La justice des hommes est faite de présomptions et de fictions juridiques, parfois contradictoires. C’est une malédiction de laquelle elle ne peut se défaire sans être à la fois inefficace et injuste. Présomption de faillibilité du juge et présomption d’infallibilité de la justice. On établit plusieurs degrés de juridiction et quand toutes les voies de recours sont épuisés on considère que le jugement a acquis la force de la chose jugée, et que de ce fait la vérité judiciaire est dite. Et on se doit de l’accepter comme absolue. Et on clos définitivement le dossier.

Faute de pourvoi en cassation de la part du procureur général de la cour d’Alger (et je parie qu’il ne s’y pourvoira pas), la vérité judiciaire à propos des propos de Saïd Djabelkhir est dite. Mieux que cela, un jurisprudence est née et un principe qui peut guider les autres juges est établi. Ce principe relevé par le justiciable Djabelkhir annonce qu’il n’est pas de bon droit de judiciariser les débats d’idées mêmes quand elles sont choquantes et transgressives, et que la liberté de la recherche est sacrée.

Que veut-on de plus.

Reste néanmoins une autre vérité à souligner. Si Saïd Djabelkhir n’est pas condamnable légalement pour ses propos, qu’il le soit ou non moralement et culturellement, la question reste pendante.
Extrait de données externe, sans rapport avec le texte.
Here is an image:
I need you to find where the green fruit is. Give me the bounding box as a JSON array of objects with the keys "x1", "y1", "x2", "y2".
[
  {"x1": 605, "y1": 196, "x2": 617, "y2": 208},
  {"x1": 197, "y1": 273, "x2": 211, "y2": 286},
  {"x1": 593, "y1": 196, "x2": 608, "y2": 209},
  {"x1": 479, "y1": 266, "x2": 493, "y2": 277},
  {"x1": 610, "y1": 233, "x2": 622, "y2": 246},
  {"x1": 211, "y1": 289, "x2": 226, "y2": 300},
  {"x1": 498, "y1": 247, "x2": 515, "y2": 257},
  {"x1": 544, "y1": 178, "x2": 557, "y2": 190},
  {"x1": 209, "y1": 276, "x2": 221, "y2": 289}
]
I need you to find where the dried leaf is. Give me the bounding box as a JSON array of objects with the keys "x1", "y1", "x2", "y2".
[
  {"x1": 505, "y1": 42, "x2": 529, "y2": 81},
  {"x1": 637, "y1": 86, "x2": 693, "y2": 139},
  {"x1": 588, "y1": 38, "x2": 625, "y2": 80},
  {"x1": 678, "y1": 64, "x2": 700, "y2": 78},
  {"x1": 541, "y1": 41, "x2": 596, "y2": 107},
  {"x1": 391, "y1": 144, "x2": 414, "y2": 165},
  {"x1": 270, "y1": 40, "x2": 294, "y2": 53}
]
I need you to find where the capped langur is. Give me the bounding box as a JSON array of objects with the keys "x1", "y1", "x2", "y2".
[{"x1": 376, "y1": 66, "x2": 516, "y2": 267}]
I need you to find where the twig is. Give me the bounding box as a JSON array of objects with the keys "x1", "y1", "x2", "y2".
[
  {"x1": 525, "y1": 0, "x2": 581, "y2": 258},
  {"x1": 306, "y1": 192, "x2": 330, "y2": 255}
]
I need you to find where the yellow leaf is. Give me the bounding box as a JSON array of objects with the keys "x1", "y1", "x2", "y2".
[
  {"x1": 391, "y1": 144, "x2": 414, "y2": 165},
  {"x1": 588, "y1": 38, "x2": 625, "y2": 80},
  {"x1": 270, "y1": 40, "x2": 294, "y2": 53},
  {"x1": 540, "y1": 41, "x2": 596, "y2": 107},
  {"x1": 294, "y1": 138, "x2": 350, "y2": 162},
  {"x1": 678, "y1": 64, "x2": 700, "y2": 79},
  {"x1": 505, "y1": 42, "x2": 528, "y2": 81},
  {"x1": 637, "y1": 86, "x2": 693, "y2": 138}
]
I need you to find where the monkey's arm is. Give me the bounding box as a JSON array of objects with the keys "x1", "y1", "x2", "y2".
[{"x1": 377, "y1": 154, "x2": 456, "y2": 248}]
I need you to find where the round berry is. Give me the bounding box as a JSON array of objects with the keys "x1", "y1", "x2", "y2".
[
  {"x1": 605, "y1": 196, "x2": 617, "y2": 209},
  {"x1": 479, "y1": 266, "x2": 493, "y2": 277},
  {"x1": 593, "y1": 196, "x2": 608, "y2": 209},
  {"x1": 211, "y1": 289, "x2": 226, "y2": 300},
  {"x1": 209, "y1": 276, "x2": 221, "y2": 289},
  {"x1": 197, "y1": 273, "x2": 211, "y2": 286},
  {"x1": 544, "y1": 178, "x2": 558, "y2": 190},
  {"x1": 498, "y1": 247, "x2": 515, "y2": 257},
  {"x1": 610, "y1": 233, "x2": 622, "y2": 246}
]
Il doit savoir faire le distingo entre le statut de chercheur qui est le sien et celui du réformateur qu’il prétend être. Reformer en une partie seulement une croyance millénaire, partagée par des centaines de millions d’individus, est une oeuvre exceptionnelle dont seuls peuvent être capables des hommes d’exception. Surtout pas des nains qui, croyant réformer l’Islam, veulent le façonner en fonction de leur fantasmes, c’est-à-dire l’occidentaliser, le dénaturer et l’avilir. Si on peut, et même on doit, accommoder une règle de droit positif aux impératifs de la modernité, on doit faire très attention quand il s’agit d’une règle religieuse d’émanation divine. On peut jouer d’une loi profane, mais on ne peut pas jouer d’une loi sacrée. Et si on transgresse cette règle, on est forcément en faute, et donc blâmable.

* Prière de faire attention au “Que qui précède le “vive”, avant de penser à tirer aux boulets rouges.